A Changing Landscape & The Female eye

Group Show at VAN DER PLAS Gallery, New York- March 2nd-8th, 2020.

These paintings are a figurative reflection of my embrace of the headscarf as a religious and personal moral obligation; a manifestation of living in a world with a rapidly changing cultural landscape, yet one where ingenuity and otherness is often viewed with wariness. I am exploring traditions that actively exclude minority women from occupying spaces of political and economic power, and the ways women are choosing to break those barriers by creating and flourishing in their own spaces or taking a stand in otherwise innately hostile environments.

Painted in warm earth tones, they reflect the clay that is moulded to produce beautiful works of pottery in one of the oldest indigenous industries in my home town, Ilorin, Nigeria. The traditional pottery sites are managed solely by women, with skills passed down from one generation to the next. Many days, I watch the clay pass through burning embers, delicately handled to prevent cracks, then dyed with the reddish hue of boiled sorghum stems and sheath leaves, reminiscent of how fiery yet delicate taking space can be for women.

I am—like many women in my city—on a journey navigating what it means to be a woman in this changing cultural landscape where more women now hold political office, now speak boldly of their life choices, from the mundane to the weighty. I am enthralled by the ways our lives connect to community, work, and family at the intersection between identity, culture and representation. My art is not only a representational tool—it is a healing outlet empowering women to push the boundaries of traditionalism and experience growth.

Beyond immediate community, there is the wider world and its wariness at our otherness. Through the marks in these works, which are reminiscent of scarifications, I seek to affirm that we are a product of our experiences and shared encounters, and the opinions of a world that seeks to speak for and about us—without hearing us—can sometimes etch in our minds like imprinted marks.

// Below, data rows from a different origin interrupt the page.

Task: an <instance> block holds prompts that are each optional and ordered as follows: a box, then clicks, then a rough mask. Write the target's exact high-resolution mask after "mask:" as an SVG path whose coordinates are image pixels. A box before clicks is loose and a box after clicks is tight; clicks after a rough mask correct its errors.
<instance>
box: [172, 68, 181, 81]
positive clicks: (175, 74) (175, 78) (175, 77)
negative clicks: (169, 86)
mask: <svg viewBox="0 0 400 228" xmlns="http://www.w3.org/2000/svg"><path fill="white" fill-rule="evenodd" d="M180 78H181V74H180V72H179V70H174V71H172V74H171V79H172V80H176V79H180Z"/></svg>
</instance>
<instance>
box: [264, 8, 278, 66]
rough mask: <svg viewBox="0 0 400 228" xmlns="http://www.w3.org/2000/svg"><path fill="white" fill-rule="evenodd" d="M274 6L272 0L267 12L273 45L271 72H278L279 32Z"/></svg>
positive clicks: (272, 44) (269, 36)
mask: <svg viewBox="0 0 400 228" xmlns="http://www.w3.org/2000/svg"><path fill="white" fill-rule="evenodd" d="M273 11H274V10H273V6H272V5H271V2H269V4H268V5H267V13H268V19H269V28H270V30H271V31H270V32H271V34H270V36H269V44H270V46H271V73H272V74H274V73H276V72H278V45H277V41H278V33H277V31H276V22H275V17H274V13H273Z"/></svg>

Oppression happens to our bodies as much as our minds so we must become assimilated in acceptance and love of self, to live in choice and fully embrace our femininity and sexuality. Whether that choice is to bare or cover. The discoveries of that intersection flow through these paintings and is rooted in our collective stories; mine and yours so that we may come together as a community of women in conversation and collaboration.